J’écris tous les jours, je considère ça comme un travail, même si des fois j’ai la flemme ou suis fatiguée, etc., mais c’est la vie. Mais j’aime vraiment ça, le côté chiant que ça peut avoir, répétitif, enfermant, et aussi l’isolement. Parfois on touche à des instants de déconnexion avec son propre réel et on est projeté dans ce qu’on écrit, et même si ça ne se produit pas tout le temps, quand ça arrive ça vaut le coup.

Parfois j’écris aussi avec de la musique, mais pas tout un album, genre un morceau que je passe en boucle à fond. Pour le rythme, l’ambiance. Et je cherche à retranscrire ça dans une scène qui s’y prête. Ça peut donner mal à la tête et rendre un peu barrée, mais j’aime bien travailler avec la musique. Je relis avec le morceau, et une fois que le texte y est bien collé, je relis encore, dans le silence.

— Quels sont tes thèmes préférés en pornographie ? Pour Insatiable, est-ce que tu t’es imposée des limites ?

— En pornographie, pour moi, je veux dire dans ce que j’aime voir ou lire, j’aime bien qu’il y ait une notion de jeu. Ça peut être des trucs faits en extérieur, du voyeurisme ou de l’exhib. J’aime aussi les histoires de quotidien qui dérape, avec des plombiers par exemple. C’est peut-être cliché mais ça me fait marrer. J’adore la série des ménagère d’Armas, par exemple [Ménagères en chaleur, Le Retour des ménagères et à poêle les ménagères, chez ].

Dans ce que j’écris, je conserve peut-être ce côté voyeur/exhib, mais j’aime aussi pousser les limites et rendre mes scènes pornos plus trash, osées, sans barrière. J’ai déjà écrit des textes mettant en scène des animaux par exemple. Dans l’écriture, j’essaie de voir si je peux rendre excitant quelque chose qui est plutôt considéré comme borderline. Essayer d’aller plus loin.

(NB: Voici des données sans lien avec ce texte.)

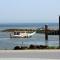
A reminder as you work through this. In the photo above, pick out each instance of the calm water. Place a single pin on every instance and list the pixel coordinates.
(38, 39)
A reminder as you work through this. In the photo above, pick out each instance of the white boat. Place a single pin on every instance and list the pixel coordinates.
(21, 34)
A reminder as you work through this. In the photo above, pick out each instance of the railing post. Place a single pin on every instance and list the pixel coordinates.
(46, 35)
(59, 31)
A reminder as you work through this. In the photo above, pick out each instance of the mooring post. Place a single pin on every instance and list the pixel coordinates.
(59, 31)
(46, 35)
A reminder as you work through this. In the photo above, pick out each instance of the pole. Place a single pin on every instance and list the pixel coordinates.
(59, 31)
(46, 35)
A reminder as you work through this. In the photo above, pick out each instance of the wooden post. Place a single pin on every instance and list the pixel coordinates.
(46, 35)
(59, 31)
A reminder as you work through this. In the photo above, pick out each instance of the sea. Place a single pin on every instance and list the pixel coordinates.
(7, 43)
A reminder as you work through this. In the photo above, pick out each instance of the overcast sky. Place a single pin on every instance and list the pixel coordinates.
(29, 11)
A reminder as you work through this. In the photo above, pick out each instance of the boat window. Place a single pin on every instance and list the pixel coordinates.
(18, 33)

Pour , je ne me suis pas fixée de limite, je n’y avais même pas pensé, en fait. Je sais pas, j’ai raconté ça en réfléchissant à ce que je trouvais excitant, intéressant et pertinent d’écrire.

— Qu’est-ce qu’une scène de cul réussie selon toi ? Quels sont vos méthodes, vos ingrédients secrets, vos « petits trucs » ?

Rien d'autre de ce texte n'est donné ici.